Steven Landsburg is by his own standards wrong or at least incomplete when he makes the following claim.

Some people claim (perhaps rightly, perhaps wrongly, perhaps absurdly — I lean toward the latter) that gay people, on average, are less successful as parents. In a video that’s begun to go viral, University of Iowa engineering student Zach Wahls attempts to refute this notion without offering a shred of evidence beyond a single cherry-picked case (his own) to prove that children of gay parents sometimes turn out just fine (except, perhaps, for their ability to reason)

The implicit source of Landsburg’s scorn is that one non-random example should not change people’s estimate of population wide averages. However, this is, of course, false.

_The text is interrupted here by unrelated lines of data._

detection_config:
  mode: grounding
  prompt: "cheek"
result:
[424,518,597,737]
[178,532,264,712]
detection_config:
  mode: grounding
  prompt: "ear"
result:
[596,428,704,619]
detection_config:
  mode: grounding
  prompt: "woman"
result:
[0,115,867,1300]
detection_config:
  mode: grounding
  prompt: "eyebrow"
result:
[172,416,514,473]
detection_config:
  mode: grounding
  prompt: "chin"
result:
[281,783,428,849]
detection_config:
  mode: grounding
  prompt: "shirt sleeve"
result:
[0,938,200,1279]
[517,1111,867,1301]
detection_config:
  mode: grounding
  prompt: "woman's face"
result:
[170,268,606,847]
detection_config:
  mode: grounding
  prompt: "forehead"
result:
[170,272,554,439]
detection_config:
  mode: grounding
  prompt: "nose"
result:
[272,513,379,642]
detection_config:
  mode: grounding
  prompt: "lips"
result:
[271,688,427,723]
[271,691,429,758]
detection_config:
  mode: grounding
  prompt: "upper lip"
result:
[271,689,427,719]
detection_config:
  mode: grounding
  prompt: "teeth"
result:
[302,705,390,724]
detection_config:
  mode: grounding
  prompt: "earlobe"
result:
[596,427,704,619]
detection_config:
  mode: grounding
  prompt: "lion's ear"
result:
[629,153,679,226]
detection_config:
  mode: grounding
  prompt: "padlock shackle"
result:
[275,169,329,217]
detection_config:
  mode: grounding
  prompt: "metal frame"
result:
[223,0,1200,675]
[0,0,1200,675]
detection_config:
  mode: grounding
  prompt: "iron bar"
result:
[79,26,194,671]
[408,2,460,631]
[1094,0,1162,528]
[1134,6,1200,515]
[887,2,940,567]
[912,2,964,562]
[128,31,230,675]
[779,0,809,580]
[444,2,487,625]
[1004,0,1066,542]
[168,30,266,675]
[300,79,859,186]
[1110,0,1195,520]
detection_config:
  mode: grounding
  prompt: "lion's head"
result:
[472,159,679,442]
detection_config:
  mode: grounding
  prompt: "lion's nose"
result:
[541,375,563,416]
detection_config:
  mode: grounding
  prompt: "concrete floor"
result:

If one believes that the “content of one’s character” is a stochastic monotonically increasing function of parenting inputs, then the lower the distribution of parenting inputs the lower the distribution of character contents.

For a very-high-content-character, one far off in the tails of the distribution, a parenting sub-sample that was even slightly below mean could radically reduce the probability of it being produced. A single example of a high-enough content character then should radically lower your estimation of the probability that the parenting sub-sample being tested is below the mean.

Said in slightly plainer terms, a truly exceptional kid would require first exceptional parents and then a heaping of luck on top of that. If gays are actually below average in their parenting abilities then you have to pull a double whammy of drawing first, a pair of exceptional gay parents and then they still have to get a lucky in the parenting business.

Indeed, if homosexuality per se degrades a parent’s ability through the corrosive effects of sin, then it becomes a triple whammy because one has to draw two relatively non-sinful homosexuals – though of course there is presumably significant correlation between mating partners.

Depending on the functions you are dealing with its entirely possible that the appearance of even a single gay couple with a child far enough above the mean would rationally cause one to re-estimate that gays are more likely to be good parents. This, clearly, also depends crucially on priors and assumed distributions.

Now, is this the function we are dealing with? I doubt it because I have seen strong evidence that the parenting to character function is virtually non-existent or more precisely, nearly completely random. But, that’s not the point. Some people believe that the correlation is extremely tight, that the causation runs from parents to child’s character and the distribution of exceptional people is extremely narrow. Landsburg doesn’t offer any evidence that they are wrong.

For Mr Wahl’s monologue to be “intellectual misdirection”, Landsburg would first have to establish that the parenting function or distribution of exceptional character is not of this nature and that further that no one supporting the gay marriage ban believes that it is.